Likely litigation flashpoints

  • Federal versus state authority. Expect challenges that 1920’s planning and cost allocation intrude on state ratemaking or siting. FERC’s deference to state-negotiated methods under 1920-A is designed to blunt these claims, but debates over how state policies inform scenarios will persist.
  • Benefit metrics and cost causation. Parties will test whether portfolios selected on multi-benefit metrics still produce allocations that are roughly commensurate with benefits. Zone-level postings will be fodder for contested cases.
  • Right of first refusal for right-sized replacements. The preserved ROFR for selected right-sized projects could draw challenges from non-incumbent developers who argue it is anti-competitive, especially where the rebuild resembles new construction.
  • Interregional coordination. If neighboring regions diverge on modeling or selection, cross-boundary projects could be stalled and litigated over inconsistent assumptions.
  • NIETC designations and backstop siting. Final corridors will likely face NEPA challenges, and any early use of FERC backstop siting inside NIETCs will be litigated on jurisdictional triggers and the adequacy of need showings. A strong 1920 record will be essential evidence.
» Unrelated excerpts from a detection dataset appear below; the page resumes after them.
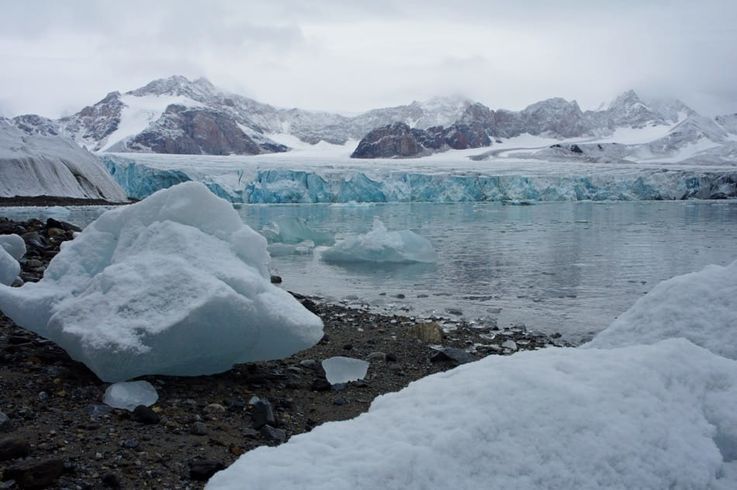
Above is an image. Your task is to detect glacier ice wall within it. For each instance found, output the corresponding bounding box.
[103,155,737,203]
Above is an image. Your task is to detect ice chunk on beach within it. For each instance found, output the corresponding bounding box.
[586,261,737,359]
[102,381,159,412]
[322,219,437,263]
[0,182,322,382]
[0,247,20,286]
[207,339,737,490]
[0,235,26,260]
[322,356,369,385]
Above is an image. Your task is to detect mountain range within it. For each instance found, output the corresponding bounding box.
[1,76,737,158]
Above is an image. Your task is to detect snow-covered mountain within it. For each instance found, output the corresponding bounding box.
[0,118,127,202]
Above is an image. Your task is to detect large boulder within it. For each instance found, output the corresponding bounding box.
[0,182,322,382]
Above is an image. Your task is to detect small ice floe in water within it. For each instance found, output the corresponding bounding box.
[322,218,437,263]
[102,381,159,412]
[0,182,322,382]
[322,356,369,385]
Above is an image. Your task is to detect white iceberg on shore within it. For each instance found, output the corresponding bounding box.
[0,183,322,382]
[322,219,437,264]
[207,262,737,490]
[586,261,737,360]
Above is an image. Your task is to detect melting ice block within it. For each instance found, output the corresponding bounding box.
[322,356,369,385]
[0,182,322,382]
[322,219,437,263]
[102,381,159,412]
[585,261,737,359]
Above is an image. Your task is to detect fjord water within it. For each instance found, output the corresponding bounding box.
[240,201,737,341]
[7,201,737,341]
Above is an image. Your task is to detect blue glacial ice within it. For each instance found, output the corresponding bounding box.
[102,155,737,203]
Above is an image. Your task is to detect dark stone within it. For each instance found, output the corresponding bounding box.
[0,437,31,461]
[311,378,332,391]
[430,347,476,364]
[102,473,121,488]
[251,399,276,429]
[189,459,225,481]
[259,425,287,444]
[133,405,161,425]
[3,459,64,489]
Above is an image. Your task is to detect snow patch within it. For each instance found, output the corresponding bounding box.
[0,182,322,382]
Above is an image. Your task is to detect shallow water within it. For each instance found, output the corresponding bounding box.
[240,201,737,341]
[0,201,737,341]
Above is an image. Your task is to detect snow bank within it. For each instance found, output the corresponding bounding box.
[0,121,126,202]
[0,183,322,381]
[207,339,737,490]
[0,247,20,286]
[322,218,437,263]
[586,261,737,359]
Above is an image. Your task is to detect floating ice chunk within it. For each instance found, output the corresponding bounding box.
[0,235,26,260]
[102,381,159,412]
[586,261,737,359]
[262,218,335,245]
[322,219,437,263]
[0,247,20,286]
[0,182,322,382]
[322,356,369,385]
[207,339,737,490]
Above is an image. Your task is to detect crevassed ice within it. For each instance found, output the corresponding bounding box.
[0,182,322,381]
[322,218,437,263]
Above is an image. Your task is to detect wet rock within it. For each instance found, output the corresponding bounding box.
[430,347,476,364]
[259,425,287,443]
[133,405,161,425]
[0,437,31,461]
[3,459,64,489]
[189,459,225,481]
[251,399,276,429]
[189,422,207,436]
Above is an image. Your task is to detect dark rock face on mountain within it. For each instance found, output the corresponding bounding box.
[128,105,287,155]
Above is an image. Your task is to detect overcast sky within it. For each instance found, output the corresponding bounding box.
[0,0,737,117]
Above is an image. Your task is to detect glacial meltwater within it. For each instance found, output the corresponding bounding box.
[0,201,737,341]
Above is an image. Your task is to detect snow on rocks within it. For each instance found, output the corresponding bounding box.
[0,234,26,260]
[0,182,322,382]
[322,218,437,263]
[322,356,369,385]
[102,381,159,412]
[0,246,20,286]
[207,339,737,490]
[586,261,737,360]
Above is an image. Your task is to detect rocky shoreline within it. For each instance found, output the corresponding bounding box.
[0,218,565,489]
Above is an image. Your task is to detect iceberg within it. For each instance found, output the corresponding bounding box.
[0,182,322,382]
[206,339,737,490]
[583,260,737,360]
[322,218,437,264]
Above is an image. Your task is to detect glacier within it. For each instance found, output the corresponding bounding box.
[101,152,737,204]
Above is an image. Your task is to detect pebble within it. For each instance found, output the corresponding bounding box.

Who stands to gain, region by region

  • PJM and the Mid-Atlantic. Northern Virginia and Ohio Valley data center pull, plus aging 500 kV backbones, make PJM a prime beneficiary. Early wins likely include right-sizing and reconductoring on 230 to 500 kV lines, plus targeted new 500 kV ties that move surplus generation and support winter reliability.
  • ERCOT. Outside FERC’s planning rule but central to demand growth. Expect a rapid build of 345 kV reinforcements and voltage support, with lessons from 1920’s benefit accounting informing Texas debates even if not required.
  • MISO and SPP. Massive wind, new solar, and growing industrial loads point to long-haul 345 to 765 kV backbones and MISO-SPP interregional ties.
  • Southeast non-RTO regions. SERTP utilities can use the engagement window to craft ex ante methods that fit multi-state footprints while preparing portfolios heavy on right-sizing and advanced conductors.
  • The West. CAISO and neighboring non-RTO utilities need high-capacity paths for offshore wind, desert solar, and growing data center clusters in Arizona and Utah. Market design will matter; see the West day-ahead market showdown. Early projects will emphasize reconductoring and targeted 500 kV upgrades.
  • New England and New York. Offshore wind integration and winter reliability make right-sizing and HVDC on existing routes attractive. States already active in transmission funding have a clear path to State Agreement Processes that tailor cost splits to public policy goals.

What to do now

  • Utilities and RTOs. Lock in modeling platforms, benefit calculators, and data governance that will survive a hearing. Pre-brief state staff on scenario and benefit design choices. Identify a first tranche of right-sized replacements and advanced conductor candidates for 2026 to 2028 in-service dates.
  • States. Decide early whether to aim for an ex ante method or rely on State Agreement Processes. Use the extended engagement window strategically, but set decision thresholds and dispute resolution up front.
  • Developers and large loads. Map projects against potential NIETCs and existing rights of way. Position near right-size candidates and interregional seams, where benefit metrics are strongest and siting is quicker. Document reliability and economic benefits in the same language regions will use for 1920 filings.

The next two years are the runway. With 1920-A, states have the pen, regions have time to stand up robust long-term planning, and DOE’s corridor process is advancing. The players who invest now in shared facts and workable cost splits will move projects from plan to permit the fastest.